Does vitamin C prevent colds, cancer, etc.?

Dear Cecil:

Linus Pauling and others speak of the marvelous curative powers of vitamin C. I take it myself with superstitious regularity and virtually never get a cold. Yet others say there isn't one shred of evidence that vitamin C prevents colds or any other disease. Your answer will be an inestimable service to mankind.

Cecil replies:

All in a day’s work, bubba. The evidence for megadoses of vitamin C is mixed. One researcher, using data from eight separate studies, concluded that vitamin C freaks averaged about one-tenth fewer colds per year than other people, and their colds lasted one-tenth less time. More recently, researcher Elliot Dick at the University of Wisconsin studied 24 subjects, eight of whom had been exposed to a cold virus. Eight of the others vitamin C, and the other eight received a placebo. After a week of living together, seven of the eight placebo patients had colds compared with six of the eight vitamin C patients. The difference was that the symptoms of the vitamin C patients, as indicated by the number of coughs, sneezes, nose blowings, and so on, were only half as severe. The study will be repeated, but so far things look promising.
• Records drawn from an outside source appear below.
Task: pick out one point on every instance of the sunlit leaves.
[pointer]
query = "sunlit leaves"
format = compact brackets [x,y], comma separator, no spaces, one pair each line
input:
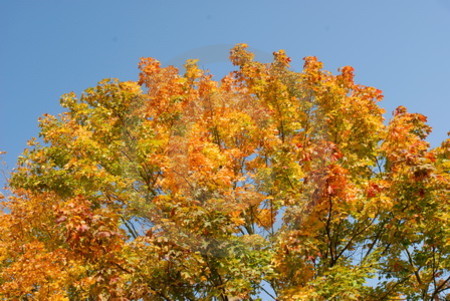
[181,187]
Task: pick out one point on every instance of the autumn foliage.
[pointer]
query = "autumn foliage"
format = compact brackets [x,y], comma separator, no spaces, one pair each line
[269,184]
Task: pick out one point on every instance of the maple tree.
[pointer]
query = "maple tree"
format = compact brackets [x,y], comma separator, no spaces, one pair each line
[269,182]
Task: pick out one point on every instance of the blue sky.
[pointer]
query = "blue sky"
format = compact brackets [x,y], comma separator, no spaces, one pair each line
[48,48]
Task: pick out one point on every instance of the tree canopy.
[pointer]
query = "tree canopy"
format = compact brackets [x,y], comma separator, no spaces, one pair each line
[269,184]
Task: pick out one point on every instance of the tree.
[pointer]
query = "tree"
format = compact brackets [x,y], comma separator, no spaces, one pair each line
[268,183]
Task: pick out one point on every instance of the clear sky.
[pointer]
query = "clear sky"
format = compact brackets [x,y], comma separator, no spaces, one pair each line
[48,48]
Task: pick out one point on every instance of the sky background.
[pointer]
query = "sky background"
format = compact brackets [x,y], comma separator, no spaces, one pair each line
[48,48]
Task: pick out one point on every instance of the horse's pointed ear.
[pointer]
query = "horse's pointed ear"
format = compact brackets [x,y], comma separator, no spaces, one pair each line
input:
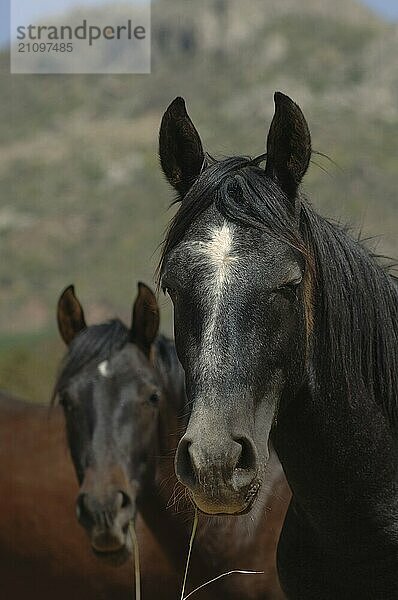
[145,321]
[180,149]
[288,145]
[70,315]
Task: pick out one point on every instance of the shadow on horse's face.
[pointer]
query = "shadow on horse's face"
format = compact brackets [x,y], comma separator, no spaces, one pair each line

As for vitamin C and cancer, the American Cancer Society issued guidelines suggesting that consuming C-rich foods might reduce the risk of certain types of malignancies. But once you have cancer, vitamin C won’t help. A study recently published by researchers at the Mayo Clinic decisively rejects the contention of Pauling and others that megadoses of vitamin C can cure cancer. In addition, too much C can cause undesirable side effects. If you must take supplements, don’t take more than 60-100 milligrams extra per day.